El asunto de mis ancestros me coloca en una posición incómoda. La bisabuela Cuca tuvo entre sus labores, lo del contrabando de aguardiente, trago, decían ellos. La casa en Tenejapa era un

hervidero de indios. Entrando y saliendo para llenarse el buche de trago. La
pared que daba a la sala, era falsa, justo el escondite perfecto. Gota a gota,
los botellones iban siendo rellenados por el líquido claro, transparente, puro.

-de primera, decía la gente.

La bisabuela cabalgaba entonces con la mercancía en latas, la retahíla de indios
acompañándola, en los largos recorridos de las noches. El caballo blanco, y la
pistola al cinto.

En casa, en el acogedor oratorio, mi bisabuelo elevaba plegarias al cielo.

-Papa Chanito era un santo, decía de él, mi abuela Julia. Y en efecto, la contra
parte de mi bisabuela, había estado a nada de convertirse en sacerdote, y
si nos apuran un poco, en santo.

-colgó los hábitos, decíamos en
casa cuando en alguna platica salía a relucir nuestro linaje. Y rematábamos en
tono de broma, bueno se los arremangó en esas ansiedades.

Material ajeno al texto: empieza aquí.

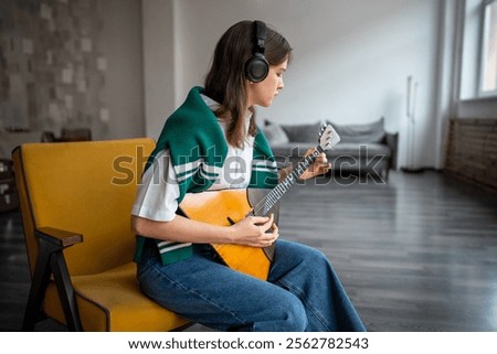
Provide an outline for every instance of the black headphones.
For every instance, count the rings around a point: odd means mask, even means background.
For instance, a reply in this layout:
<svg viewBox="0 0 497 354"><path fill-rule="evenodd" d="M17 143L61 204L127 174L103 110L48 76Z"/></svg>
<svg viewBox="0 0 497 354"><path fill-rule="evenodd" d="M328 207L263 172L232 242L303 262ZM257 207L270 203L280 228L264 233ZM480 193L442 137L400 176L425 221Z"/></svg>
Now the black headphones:
<svg viewBox="0 0 497 354"><path fill-rule="evenodd" d="M245 76L253 83L260 83L269 73L269 64L264 56L266 45L266 24L254 21L254 55L245 63Z"/></svg>

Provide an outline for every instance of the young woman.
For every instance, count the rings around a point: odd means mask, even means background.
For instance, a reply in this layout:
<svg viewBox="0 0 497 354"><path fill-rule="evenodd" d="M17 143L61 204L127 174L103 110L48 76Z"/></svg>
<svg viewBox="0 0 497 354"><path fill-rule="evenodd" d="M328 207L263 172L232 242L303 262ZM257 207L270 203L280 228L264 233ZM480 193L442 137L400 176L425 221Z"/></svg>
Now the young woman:
<svg viewBox="0 0 497 354"><path fill-rule="evenodd" d="M326 256L277 239L273 215L218 226L177 213L187 193L273 187L287 175L276 169L254 107L268 107L284 87L290 53L261 21L222 35L204 87L192 88L167 119L142 175L131 213L137 277L159 304L221 331L364 331ZM329 168L321 155L302 179ZM226 267L211 244L274 244L267 281Z"/></svg>

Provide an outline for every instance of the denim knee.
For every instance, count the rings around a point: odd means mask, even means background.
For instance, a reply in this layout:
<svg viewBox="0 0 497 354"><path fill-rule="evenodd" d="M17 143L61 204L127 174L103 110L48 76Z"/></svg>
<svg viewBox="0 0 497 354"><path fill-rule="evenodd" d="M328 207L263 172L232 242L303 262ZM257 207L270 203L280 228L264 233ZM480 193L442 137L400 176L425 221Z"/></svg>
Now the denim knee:
<svg viewBox="0 0 497 354"><path fill-rule="evenodd" d="M255 323L255 331L264 332L305 332L307 329L307 314L300 300L288 293L287 297L277 299L268 310L267 322Z"/></svg>

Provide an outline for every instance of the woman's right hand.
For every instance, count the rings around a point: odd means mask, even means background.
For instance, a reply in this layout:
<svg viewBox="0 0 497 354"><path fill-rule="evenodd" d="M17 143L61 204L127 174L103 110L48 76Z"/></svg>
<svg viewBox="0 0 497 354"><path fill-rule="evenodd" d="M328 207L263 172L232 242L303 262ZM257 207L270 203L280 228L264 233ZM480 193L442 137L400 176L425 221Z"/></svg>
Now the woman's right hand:
<svg viewBox="0 0 497 354"><path fill-rule="evenodd" d="M251 247L268 247L278 238L274 215L247 216L230 226L230 242Z"/></svg>

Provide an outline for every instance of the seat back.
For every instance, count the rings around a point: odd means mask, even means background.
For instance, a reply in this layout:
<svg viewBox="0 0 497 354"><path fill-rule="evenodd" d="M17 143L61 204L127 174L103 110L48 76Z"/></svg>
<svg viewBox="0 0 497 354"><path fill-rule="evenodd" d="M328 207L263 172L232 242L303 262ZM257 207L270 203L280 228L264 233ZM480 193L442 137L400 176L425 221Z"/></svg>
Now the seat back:
<svg viewBox="0 0 497 354"><path fill-rule="evenodd" d="M133 258L130 211L152 139L27 143L13 153L31 272L34 229L83 235L64 251L72 276L114 268Z"/></svg>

Contrabando y rezos mezclados en aquellas almas, de tal manera que jamás pasó nada que
pudiese acabar con aquel negocio. Salvo una tarde en la que asomó por casa el dueño absoluto de los aguardientes en Chiapas.

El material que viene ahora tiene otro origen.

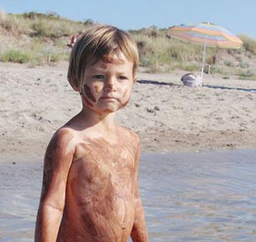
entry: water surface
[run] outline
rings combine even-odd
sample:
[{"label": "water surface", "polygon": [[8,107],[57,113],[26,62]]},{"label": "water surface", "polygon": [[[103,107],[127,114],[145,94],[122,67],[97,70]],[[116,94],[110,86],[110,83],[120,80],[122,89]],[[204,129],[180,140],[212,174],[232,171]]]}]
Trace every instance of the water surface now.
[{"label": "water surface", "polygon": [[[41,162],[0,163],[0,241],[32,242]],[[256,150],[142,154],[150,241],[256,241]]]}]

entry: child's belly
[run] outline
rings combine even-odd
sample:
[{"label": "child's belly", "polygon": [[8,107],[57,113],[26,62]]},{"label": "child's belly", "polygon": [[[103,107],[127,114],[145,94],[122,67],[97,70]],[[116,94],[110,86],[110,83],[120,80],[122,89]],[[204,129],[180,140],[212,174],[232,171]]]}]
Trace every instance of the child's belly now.
[{"label": "child's belly", "polygon": [[92,202],[72,204],[64,211],[58,241],[126,242],[133,222],[132,196],[94,197]]}]

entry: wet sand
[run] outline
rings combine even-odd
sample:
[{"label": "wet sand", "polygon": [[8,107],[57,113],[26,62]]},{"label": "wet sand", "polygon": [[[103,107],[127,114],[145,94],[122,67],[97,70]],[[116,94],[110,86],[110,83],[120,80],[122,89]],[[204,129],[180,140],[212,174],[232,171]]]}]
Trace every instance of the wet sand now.
[{"label": "wet sand", "polygon": [[[143,153],[150,241],[255,242],[255,157],[256,150]],[[34,241],[41,169],[41,161],[0,163],[1,241]]]}]

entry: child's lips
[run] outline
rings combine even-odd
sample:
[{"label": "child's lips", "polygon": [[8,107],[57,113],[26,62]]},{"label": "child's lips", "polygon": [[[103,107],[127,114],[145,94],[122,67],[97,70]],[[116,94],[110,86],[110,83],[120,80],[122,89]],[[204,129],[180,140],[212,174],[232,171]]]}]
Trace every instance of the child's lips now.
[{"label": "child's lips", "polygon": [[101,99],[116,99],[116,98],[111,96],[103,96],[101,98]]},{"label": "child's lips", "polygon": [[116,101],[117,99],[111,96],[103,96],[101,98],[101,99],[103,99],[105,101]]}]

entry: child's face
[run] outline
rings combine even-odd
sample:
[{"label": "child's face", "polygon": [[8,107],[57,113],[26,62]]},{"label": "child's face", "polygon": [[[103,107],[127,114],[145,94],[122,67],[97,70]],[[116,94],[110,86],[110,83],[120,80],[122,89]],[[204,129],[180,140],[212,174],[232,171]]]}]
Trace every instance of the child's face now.
[{"label": "child's face", "polygon": [[85,70],[81,97],[98,114],[113,113],[128,103],[135,82],[133,63],[124,55],[106,56]]}]

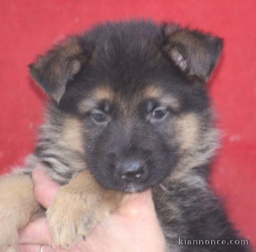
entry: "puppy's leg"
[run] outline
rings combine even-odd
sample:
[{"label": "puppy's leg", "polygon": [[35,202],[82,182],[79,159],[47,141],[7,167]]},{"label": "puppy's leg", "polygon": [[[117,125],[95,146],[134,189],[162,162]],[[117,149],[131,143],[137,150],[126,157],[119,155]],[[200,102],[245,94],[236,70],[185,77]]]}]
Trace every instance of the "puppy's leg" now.
[{"label": "puppy's leg", "polygon": [[29,176],[14,174],[0,177],[0,251],[16,242],[18,229],[40,209]]},{"label": "puppy's leg", "polygon": [[88,171],[61,187],[46,212],[55,244],[68,248],[118,207],[123,194],[106,190]]}]

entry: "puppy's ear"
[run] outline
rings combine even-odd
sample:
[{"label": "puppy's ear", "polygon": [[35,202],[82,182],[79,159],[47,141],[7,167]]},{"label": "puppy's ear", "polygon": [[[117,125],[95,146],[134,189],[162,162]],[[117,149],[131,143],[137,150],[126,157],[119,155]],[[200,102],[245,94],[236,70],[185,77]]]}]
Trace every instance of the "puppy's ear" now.
[{"label": "puppy's ear", "polygon": [[58,103],[66,90],[68,80],[80,71],[87,60],[79,37],[71,37],[64,43],[39,56],[29,65],[30,72],[50,97]]},{"label": "puppy's ear", "polygon": [[163,49],[174,63],[189,77],[206,81],[220,58],[222,39],[173,25],[165,25],[162,29]]}]

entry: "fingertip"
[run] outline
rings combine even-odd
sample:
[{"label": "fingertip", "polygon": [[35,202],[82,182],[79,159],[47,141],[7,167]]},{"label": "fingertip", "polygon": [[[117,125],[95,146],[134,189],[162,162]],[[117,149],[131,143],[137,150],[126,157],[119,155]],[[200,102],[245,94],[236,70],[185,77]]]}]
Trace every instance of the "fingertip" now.
[{"label": "fingertip", "polygon": [[38,165],[34,170],[32,181],[36,200],[47,209],[60,185],[47,176],[45,169],[42,165]]}]

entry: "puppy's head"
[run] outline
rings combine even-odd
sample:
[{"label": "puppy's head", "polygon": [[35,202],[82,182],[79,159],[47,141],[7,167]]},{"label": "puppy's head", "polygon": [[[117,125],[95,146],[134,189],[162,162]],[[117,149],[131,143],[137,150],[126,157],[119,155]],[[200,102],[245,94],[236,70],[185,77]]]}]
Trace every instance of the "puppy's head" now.
[{"label": "puppy's head", "polygon": [[208,162],[205,82],[222,48],[217,37],[172,25],[109,23],[30,68],[65,118],[59,137],[67,148],[82,153],[103,186],[137,192]]}]

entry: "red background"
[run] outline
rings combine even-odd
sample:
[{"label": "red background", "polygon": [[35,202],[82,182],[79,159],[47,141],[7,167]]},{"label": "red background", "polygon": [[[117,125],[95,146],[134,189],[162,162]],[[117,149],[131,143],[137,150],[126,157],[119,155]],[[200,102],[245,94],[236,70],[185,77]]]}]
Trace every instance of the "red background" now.
[{"label": "red background", "polygon": [[230,218],[256,247],[256,1],[0,1],[0,173],[33,149],[46,96],[26,66],[66,34],[106,19],[152,17],[211,31],[224,39],[210,93],[223,133],[213,186]]}]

-¿Me conoces? preguntó aquel hombre, acompañado por dos de sus guardias personales.

-seguro, respondió. Mamá Cuca.

-Quiero hablar con el hombre de esta casa, dijo él.

-ni falta que hace. Respondió ella a bote pronto.

El tono y el vozarrón de él eran absolutamente demandantes. Altanero, envalentonado.

Reclamó el asunto del aguardiente, y lo hizo del modo más amenazador posible.

-¿quieres probar una copa?, dijo de pronto la bisabuela. Rompiendo con esta sorpresa
aquel momento.

El hombre aquel, respondió airadamente.

-vas a arrepentirte, y qué lástima que no seas hombre para romperte la madre.

Mamá Cuca, serena y sin mostrar temor alguno. Retira la mano de la bolsa de su amplia
falda, ya tiene sujeta firmemente la pistola de cacha de plata. Apunta a los
huevos del hombrón que, de pronto, se da cuenta del embrollo en el que se haya.

-Hernancito, te los voy a volar para que estemos parejos. Tú dime si seguimos con esto, o le

paramos al asunto.

Fuera de casa la indiada preguntando si todo estaba bien con nana Cuquita.

-Todo bien. Todo correcto. Pasaron a saludar y tomarse un traguito. Los señores ya
pasan a retirarse. Y en efecto jamás volvieron a poner un solo pie por esos
rumbos.

A las siete de la tarde la oscuridad era plena. Los pocos focos del alumbrado público
eran inocentes luciérnagas entre la densa neblina. Era el momento en que se
unía al coro la bisabuela Cuca. Siempre lo hacía sonriente y con los ojos
pizpiretos y radiantes. A sabiendas que la historia que, se estaba contando, la
tenía a ella como protagonista. Delgada y alta, las manos fibrosas y fuertes.
El ceño y las arrugas en la cara. Se sentaba también, como nosotros, en una
silla baja, cubriéndola con la amplitud de sus enaguas, y su larga falda
floreada. En una mano el cigarro, en la otra una copa de aguardiente.

-mamacita. Exclamaba entonces la abuela Julia, en tono de reproche, señalando cigarro y
aguardiente, y a nosotros con la mirada para no dar esos ejemplos.

-Es para ahuyentar a los mosquitos. Respondía mamá Cuquita.

-si mamacita pero en Yajalón no hay mosquitos.

-ya ves, ya se ahuyentaron. Respondía enérgica la bisabuela. Y daba un buen trago al
vaso de aguardiente, y enseguida una buena aspirada a su cigarro.